After that, check the result with spreadsheet software such as Excel.

Draw a graph using ipython

You can open the data file in Excel and draw the graph, but you can also draw in Python using * matplotlib *. If you want to use it for a while, use * ipython *. It will perform the chores of graph drawing processing behind the scenes.

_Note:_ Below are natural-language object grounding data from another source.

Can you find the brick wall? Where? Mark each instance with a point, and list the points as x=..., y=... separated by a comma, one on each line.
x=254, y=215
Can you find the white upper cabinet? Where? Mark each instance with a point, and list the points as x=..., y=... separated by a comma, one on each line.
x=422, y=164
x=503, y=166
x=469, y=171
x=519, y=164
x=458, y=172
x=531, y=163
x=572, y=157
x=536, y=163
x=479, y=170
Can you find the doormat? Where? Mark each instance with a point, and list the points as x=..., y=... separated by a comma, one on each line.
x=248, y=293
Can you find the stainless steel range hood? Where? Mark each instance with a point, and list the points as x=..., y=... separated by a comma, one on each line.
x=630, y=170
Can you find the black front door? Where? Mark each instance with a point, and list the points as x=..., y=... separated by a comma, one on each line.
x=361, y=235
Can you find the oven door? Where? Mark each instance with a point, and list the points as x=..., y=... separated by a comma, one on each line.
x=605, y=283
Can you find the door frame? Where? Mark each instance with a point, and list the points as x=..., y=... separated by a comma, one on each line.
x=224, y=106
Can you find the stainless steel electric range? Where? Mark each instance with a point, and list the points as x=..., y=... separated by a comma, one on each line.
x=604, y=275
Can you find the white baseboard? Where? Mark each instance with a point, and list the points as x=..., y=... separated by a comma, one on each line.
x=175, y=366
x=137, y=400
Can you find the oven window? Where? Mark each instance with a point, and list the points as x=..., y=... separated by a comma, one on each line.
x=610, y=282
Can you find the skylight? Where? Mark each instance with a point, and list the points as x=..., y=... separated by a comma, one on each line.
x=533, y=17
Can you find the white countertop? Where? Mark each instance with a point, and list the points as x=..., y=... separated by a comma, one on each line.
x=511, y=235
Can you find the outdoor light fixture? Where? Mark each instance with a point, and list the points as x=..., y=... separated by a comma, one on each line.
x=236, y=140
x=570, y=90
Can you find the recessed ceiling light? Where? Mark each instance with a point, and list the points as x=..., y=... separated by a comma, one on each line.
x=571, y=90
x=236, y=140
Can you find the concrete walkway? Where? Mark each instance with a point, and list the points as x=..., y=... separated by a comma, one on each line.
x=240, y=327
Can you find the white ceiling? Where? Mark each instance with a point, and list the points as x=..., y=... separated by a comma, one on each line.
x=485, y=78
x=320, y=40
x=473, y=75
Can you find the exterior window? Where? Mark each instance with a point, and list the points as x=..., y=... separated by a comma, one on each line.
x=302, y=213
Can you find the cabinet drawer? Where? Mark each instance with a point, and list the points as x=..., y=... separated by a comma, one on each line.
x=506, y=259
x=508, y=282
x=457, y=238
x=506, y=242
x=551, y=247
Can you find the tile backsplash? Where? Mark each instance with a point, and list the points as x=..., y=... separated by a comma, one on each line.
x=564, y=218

$ pip install matplotlib ipython
$ ipython

You are now in the IPython interactive shell. Read the data you just exported and draw a graph of the monthly transition between sunny and rainy days.


In [1]: import pandas as pd

In [2]: pd.options.display.mpl_style = 'default'

In [3]: fname = 'weather-tokyo-2013-monthly-weather_name.csv'

In [4]: df = pd.read_csv(fname, index_col=0)

In [5]: df.T[['Fine', 'Rainy']][:12].plot(color=['r', 'b']).set_xlabel('Month')
Out[5]: <matplotlib.text.Text at 0x106cb89e8>

The options on the second line are passed by * pandas * to * matplotlib *.
- The "T" in DataFrame * stands for transpose (), which is the transpose of rows and columns.
- pandas.DataFrame.transpose — pandas 0.14.1 documentation
Since the total value is given to the row and column in the previous process, the data up to December is sliced.
You are passing the color argument toplot ()to specify the color for each series. Since the order of column specification is matched, Fine is "r" = Red and Rainy is "b" = Blue.

A graph like this should be drawn in a separate window.

月別の天候変化_東京.png

Since June is the rainy season, it rains a lot (less than half the number of days), and you can see that there are almost no rainy days in January. The weather changes easily in October, but it seems that there are still more sunny days than rainy days. In addition, since the rough aggregation conditions are easy to implement and the fluctuations are easy to understand, when performing detailed analysis, let's aggregate the values of the weather overview after categorizing them.